MILLEDGEVILLE — Several parts of northwest Georgia remain under a flood watch and other areas were under weekend flood warnings as rivers and creeks began spilling over their banks.
Lake Sinclair’s spillway gates had to be opened due to the lake’s rising elevation from the weekend rains.
“We opened three spillway gates at Sinclair [Sunday] around 8 or 9 a.m. and closed the last gate around the same time [Monday] morning,” said Greg Brown, plant manager for Georgia Power’s Central Georgia Hydro Group, which manages Sinclair Dam, Wallace Dam and Lloyd Shoals Dam. “We have 24 gates at Sinclair. When we have two units generating and three spillway gates open, that’s considered a high flow event; anything below that is just a lot of rain.”
As of 6 a.m. Monday, Lake Sinclair’s elevation reached 339.38 feet.
“Lake Sinclair’s elevation is 340.0 to be considered a full pool, but we open the gates before we get close to that and we see the lake rising,” Brown said. “When we get a lot of inflow into the lakes, we try to maintain the lake level by passing water through turbans in the plant. When the inflow is greater than what we can pass through the turbans, we open spillway gates in order to maintain the lake levels. Georgia Power lakes don’t have flood control capability or responsibility. We try to maintain lake levels and try to pass the same amount of what’s flowing in so the river acts as if the dams weren’t there.”

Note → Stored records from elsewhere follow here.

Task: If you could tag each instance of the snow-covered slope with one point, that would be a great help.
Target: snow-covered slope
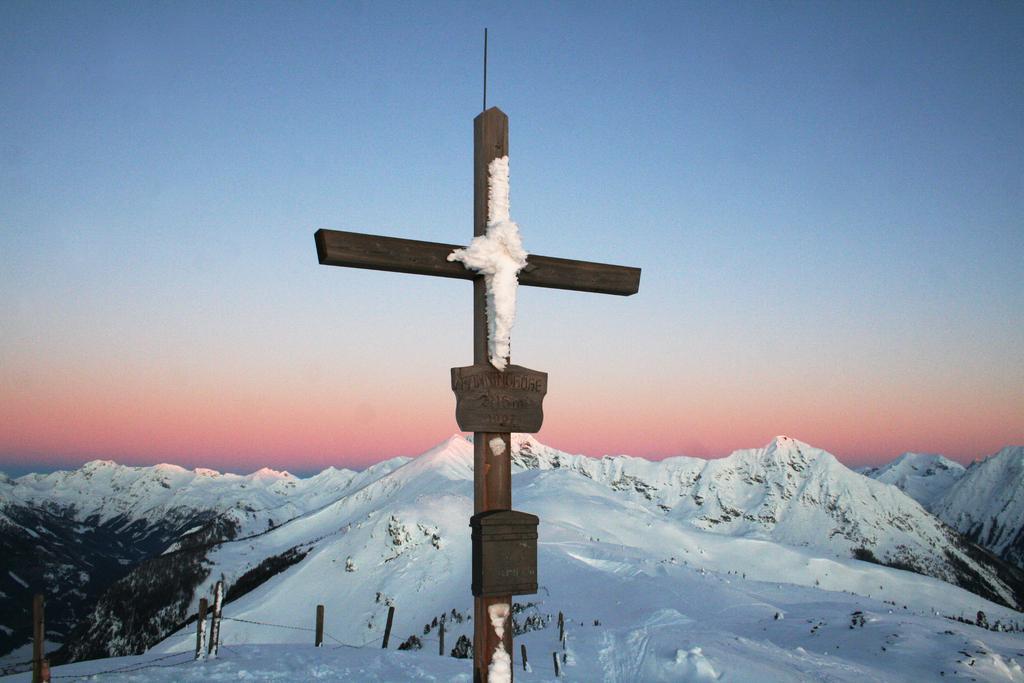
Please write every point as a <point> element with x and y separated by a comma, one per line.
<point>786,517</point>
<point>648,595</point>
<point>925,477</point>
<point>987,504</point>
<point>794,494</point>
<point>71,535</point>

With additional rainfall of up to an inch Monday, water levels were expected to be kept high and flooding along several streams and rivers across north Georgia was expected to continue, according to the National Weather Service Monday afternoon. A flood watch remained in effect through Monday evening for areas in the northwest. Rain is expected to continue today with an additional 0.25 to 0.75 inches of rainfall across north Georgia.